Capítulo Cinquenta e Dois: O Lançamento das Moedas [Peço que continuem acompanhando]

Tradições populares: O início do bebê, a mãe revela sua verdadeira face Banana saboreia pêssego. 2654 palavras 2026-01-30 01:37:54

Liubaí já tinha estado em um templo de deuses da terra, ainda que falso... mas ao ver um verdadeiro hoje, percebeu que não havia muita diferença. O batente da porta era mais baixo no centro e mais alto nas laterais, e a lamparina sobre o altar estava coberta de fuligem negra.

A estátua da divindade estava oculta pela cortina do nicho; foi preciso avançar alguns passos para vê-la claramente. Era ainda aquele velho de túnica amarela, apoiado em uma bengala com cabeça de serpente.

Enquanto Liubaí observava, o Velho Mar, já familiarizado com o lugar, pegou três varetas de incenso do cesto de bambu ao lado. Acendeu-as na chama da lamparina, segurou-as com ambas as mãos e fez três reverências diante da imagem do deus da terra, antes de fincar o incenso no queimador apropriado.

A atitude do Velho Mar parecia bastante casual; Liubaí, conhecendo seu jeito de temer os fortes e oprimir os fracos, supôs que aquele deus da terra, mesmo que tivesse algum poder, não devia ser grande coisa. Caso contrário, o Velho Mar teria se ajoelhado várias vezes antes de acender o incenso.

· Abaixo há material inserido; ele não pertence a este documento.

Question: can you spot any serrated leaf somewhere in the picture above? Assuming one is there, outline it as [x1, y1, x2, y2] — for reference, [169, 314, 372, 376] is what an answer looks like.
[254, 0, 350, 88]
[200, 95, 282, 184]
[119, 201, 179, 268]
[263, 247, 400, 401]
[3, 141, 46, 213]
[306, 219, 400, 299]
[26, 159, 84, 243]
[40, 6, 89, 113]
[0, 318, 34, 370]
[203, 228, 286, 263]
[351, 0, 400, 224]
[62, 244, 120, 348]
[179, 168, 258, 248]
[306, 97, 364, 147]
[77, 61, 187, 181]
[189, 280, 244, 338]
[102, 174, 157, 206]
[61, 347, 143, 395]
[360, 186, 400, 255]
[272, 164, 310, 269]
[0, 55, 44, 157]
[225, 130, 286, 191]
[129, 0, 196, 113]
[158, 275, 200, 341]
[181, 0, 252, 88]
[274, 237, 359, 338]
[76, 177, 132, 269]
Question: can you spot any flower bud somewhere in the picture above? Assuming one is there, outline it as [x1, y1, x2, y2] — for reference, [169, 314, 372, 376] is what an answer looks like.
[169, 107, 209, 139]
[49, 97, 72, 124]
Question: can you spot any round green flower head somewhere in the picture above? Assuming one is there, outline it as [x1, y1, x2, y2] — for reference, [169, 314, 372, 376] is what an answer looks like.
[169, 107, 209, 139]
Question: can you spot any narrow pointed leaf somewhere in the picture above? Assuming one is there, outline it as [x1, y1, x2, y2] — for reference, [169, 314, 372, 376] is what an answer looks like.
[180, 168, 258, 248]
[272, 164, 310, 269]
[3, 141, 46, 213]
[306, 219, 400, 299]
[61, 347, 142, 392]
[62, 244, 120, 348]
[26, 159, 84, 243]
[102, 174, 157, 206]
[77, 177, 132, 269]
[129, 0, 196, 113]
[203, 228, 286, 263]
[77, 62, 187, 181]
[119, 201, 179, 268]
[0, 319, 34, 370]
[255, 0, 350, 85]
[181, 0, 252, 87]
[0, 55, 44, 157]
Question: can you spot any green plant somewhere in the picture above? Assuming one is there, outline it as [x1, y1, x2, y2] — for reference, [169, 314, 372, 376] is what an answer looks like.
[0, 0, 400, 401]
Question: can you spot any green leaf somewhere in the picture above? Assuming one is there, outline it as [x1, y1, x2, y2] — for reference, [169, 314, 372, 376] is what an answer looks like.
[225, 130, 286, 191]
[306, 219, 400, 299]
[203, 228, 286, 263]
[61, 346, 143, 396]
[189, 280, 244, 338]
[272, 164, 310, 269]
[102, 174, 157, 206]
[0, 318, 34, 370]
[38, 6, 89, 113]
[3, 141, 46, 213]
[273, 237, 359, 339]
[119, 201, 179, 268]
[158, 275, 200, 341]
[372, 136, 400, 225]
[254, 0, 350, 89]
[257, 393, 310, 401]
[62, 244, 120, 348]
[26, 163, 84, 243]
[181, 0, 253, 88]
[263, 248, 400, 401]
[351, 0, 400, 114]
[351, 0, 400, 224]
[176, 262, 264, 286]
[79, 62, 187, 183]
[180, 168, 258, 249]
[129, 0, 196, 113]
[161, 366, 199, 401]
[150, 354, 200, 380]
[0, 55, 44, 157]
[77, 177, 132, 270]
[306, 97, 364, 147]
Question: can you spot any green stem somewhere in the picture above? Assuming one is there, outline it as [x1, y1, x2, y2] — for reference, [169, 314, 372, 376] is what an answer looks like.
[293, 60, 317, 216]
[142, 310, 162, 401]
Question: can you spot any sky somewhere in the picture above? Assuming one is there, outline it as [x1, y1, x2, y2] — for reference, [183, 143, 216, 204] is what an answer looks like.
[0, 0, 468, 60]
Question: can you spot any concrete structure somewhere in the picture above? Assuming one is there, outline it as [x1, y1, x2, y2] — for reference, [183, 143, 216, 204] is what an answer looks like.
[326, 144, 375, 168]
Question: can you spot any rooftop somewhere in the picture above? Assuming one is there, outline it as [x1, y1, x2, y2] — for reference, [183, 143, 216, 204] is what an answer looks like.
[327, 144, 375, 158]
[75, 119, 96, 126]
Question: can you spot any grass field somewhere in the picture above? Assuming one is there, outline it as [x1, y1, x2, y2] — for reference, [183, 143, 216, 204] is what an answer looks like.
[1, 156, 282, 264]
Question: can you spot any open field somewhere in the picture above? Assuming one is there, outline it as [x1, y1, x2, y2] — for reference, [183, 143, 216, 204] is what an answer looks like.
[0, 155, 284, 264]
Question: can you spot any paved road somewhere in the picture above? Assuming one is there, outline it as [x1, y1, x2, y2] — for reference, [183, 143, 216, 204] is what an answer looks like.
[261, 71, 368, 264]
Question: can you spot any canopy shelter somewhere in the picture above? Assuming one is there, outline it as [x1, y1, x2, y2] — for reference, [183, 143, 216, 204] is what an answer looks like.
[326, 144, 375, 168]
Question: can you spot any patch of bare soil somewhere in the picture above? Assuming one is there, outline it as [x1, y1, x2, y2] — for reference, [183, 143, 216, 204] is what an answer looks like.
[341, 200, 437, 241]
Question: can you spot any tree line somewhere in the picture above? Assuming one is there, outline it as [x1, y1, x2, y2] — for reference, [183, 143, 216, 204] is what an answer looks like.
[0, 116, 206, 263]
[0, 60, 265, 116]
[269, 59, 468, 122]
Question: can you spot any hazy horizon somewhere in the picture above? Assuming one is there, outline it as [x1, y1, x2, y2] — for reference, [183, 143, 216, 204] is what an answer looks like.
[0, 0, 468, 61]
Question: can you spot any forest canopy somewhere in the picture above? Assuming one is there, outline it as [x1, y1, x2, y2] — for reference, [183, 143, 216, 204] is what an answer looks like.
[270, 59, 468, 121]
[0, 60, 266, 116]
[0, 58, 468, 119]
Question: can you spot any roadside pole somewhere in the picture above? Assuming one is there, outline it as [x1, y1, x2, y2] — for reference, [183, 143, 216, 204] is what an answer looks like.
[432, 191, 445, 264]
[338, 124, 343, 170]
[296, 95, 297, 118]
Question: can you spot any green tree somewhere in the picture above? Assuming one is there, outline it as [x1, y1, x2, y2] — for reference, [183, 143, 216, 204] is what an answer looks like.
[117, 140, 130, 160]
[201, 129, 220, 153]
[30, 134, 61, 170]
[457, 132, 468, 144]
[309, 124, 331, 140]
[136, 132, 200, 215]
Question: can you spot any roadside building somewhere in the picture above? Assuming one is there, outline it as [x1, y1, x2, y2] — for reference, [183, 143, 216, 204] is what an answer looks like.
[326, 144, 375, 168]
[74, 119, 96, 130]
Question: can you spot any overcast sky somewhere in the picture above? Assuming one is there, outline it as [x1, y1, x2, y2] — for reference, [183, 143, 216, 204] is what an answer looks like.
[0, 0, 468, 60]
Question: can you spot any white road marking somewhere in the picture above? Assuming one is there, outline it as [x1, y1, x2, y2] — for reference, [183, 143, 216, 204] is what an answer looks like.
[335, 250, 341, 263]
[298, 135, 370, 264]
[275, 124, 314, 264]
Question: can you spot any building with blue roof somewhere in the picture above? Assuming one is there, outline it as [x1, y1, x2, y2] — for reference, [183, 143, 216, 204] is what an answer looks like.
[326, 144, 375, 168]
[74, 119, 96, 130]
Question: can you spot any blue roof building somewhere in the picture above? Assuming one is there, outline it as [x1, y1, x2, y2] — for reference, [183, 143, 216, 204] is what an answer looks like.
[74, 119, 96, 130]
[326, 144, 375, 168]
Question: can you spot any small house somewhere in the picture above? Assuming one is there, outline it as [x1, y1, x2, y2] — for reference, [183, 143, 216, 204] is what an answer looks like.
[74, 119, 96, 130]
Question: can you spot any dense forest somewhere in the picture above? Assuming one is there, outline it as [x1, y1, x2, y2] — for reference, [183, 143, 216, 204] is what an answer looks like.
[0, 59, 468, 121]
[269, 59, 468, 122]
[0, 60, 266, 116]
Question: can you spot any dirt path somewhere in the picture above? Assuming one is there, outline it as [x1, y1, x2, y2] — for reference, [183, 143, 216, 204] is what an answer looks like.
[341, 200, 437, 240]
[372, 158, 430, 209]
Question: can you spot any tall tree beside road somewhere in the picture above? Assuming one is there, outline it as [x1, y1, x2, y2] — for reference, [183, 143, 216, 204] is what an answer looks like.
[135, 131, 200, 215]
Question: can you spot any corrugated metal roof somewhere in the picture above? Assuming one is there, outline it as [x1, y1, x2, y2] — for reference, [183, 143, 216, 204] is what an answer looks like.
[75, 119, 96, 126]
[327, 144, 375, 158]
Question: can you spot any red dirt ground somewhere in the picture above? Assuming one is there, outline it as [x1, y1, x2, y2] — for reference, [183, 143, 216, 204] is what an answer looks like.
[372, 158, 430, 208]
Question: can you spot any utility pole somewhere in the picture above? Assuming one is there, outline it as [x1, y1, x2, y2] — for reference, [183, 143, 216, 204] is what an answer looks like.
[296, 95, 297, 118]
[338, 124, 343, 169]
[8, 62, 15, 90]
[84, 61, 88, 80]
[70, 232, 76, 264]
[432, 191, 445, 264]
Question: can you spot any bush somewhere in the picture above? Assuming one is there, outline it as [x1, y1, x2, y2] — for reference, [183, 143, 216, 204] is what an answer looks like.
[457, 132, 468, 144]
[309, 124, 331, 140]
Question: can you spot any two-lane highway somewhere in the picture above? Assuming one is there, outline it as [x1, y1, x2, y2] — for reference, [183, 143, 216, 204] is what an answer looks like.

Depois de terminar as oferendas, o Velho Mar pegou as peças de adivinhação do altar e começou a relatar calmamente o ocorrido na família Hu. Percebendo a confusão de Liubaí, Hu Wei explicou:

— Normalmente, o deus da terra não se manifesta facilmente. Ao consultar os deuses, usamos essas peças de adivinhação.

— Cada peça tem dois lados, representando o yin e o yang.

— Se o deus da terra concordar, o resultado ao lançar as peças será um yin e um yang — isso se chama resposta sagrada.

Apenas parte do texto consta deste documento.